Children are monitored in the intensive care unit setting for the immediate postoperative period. In the first 2 to 3 days, the postoperative management is focused on optimizing graft perfusion and mitigating the effects of fluid overload (e.g., electrolyte derangements and hypertension). As mentioned earlier, small children often require dopamine infusion for 24 to 48 hours posttransplant to maintain graft perfusion and allow gradual accommodation of the graft to the lower mean arterial pressures of the recipient.
Fluid management in small children requires fastidious care due to their small size and potentially very large posttransplant urine volumes. Urinary losses are replaced in equal volumes with intravenous 0.45% or 0.9% sodium chloride infusion for the first 24 to 48 hours. Dextrose should be withheld from the initial IV fluids given for urine replacement to avoid hyperglycemia and osmotic diuresis. Replacement of insensible water losses should be administered as a separate infusion with dextrose-containing crystalloid. Hypokalemia and hypophosphatemia may develop in the first few postoperative days. Potassium and/or phosphate salts can be added to the replacement fluids as appropriate.

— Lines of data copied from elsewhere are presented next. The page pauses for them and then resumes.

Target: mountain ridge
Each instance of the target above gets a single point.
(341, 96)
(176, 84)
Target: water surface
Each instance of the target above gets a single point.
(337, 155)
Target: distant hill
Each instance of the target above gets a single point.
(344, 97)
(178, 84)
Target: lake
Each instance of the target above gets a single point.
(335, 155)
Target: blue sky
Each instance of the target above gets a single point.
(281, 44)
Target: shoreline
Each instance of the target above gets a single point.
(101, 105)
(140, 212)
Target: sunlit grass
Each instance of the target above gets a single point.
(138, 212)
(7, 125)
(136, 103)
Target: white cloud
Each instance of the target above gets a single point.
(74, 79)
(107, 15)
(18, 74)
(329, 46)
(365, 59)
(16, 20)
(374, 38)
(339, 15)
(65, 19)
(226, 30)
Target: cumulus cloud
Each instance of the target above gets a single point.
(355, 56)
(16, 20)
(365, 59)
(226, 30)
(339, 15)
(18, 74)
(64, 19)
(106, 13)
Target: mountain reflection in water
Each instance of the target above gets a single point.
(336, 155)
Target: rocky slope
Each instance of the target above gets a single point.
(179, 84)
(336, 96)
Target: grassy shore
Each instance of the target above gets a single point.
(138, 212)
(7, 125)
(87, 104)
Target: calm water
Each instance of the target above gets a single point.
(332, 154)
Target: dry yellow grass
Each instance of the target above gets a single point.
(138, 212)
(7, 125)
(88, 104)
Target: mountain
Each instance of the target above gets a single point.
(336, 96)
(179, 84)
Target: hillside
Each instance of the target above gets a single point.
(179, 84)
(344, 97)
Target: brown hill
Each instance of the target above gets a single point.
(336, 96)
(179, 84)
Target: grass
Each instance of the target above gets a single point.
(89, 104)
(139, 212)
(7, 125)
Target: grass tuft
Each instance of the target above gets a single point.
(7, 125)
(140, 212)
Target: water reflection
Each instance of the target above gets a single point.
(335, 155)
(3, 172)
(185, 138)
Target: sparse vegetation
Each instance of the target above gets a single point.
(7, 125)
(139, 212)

As the kidney graft regains urinary concentrating ability, urine output declines to levels that are more reasonably achievable as daily oral intake. Urine replacement with IV crystalloid can be discontinued at that time, and intake goals of 150% to 200% of calculated maintenance needs should be started by mouth. Children with intraabdominal graft placement are susceptible to prolonged postoperative ileus due to displacement of the colon and intestines with an adult-sized graft occupying almost the entire right side of the abdomen. These children often require continuation of maintenance IV fluids beyond the first few days until they can tolerate oral fluids and nutrition. Small recipients (<15 kg) of large adult kidneys are at risk for developing the uncommon complication of abdominal compartment syndrome with increased intraabdominal pressure complicated by oliguria and hypotension.

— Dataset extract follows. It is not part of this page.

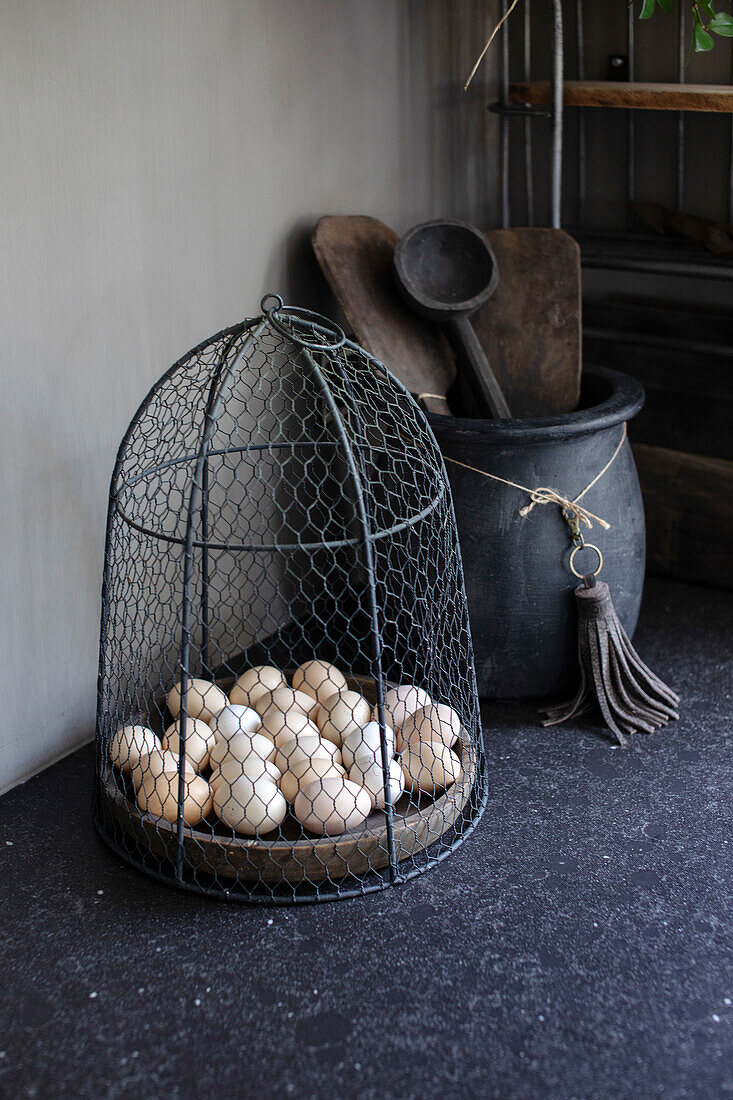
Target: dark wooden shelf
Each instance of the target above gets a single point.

Hypertension is commonly observed in children after transplant. In some instances, elevated blood pressures improve with adequate analgesia. Fluid overload can also contribute to postoperative hypertension and often improves once spontaneous mobilization of fluid occurs. Aggressive treatment of mild to moderate hypertension is typically not recommended early posttransplant to avoid sudden changes in MAP and decreased graft perfusion. This being said, children who were on multiple antihypertensive medications before transplant may need reinstitution of at least some of their previous medications to avoid severe rebound hypertension and the accompanying adverse effects.
Postoperative allograft ultrasound is performed routinely in many pediatric transplants centers, although there is no consensus on the timing or necessity of the imaging. Information gained by ultrasound includes assessment of vascular patency, increased resistive indices suggestive of risk of delayed graft function, identification of surgical complications (e.g., lymphocele), and detection of collecting duct dilatation to identify those at risk for future urologic complications.
Goals for hospital discharge of the pediatric transplant recipient include adequate oral fluid intake to prevent hypovolemia (and subsequent graft hypoperfusion), stable immunosuppression regimen, completion of family and caregiver education, access to medications, and arrangement of outpatient follow-up.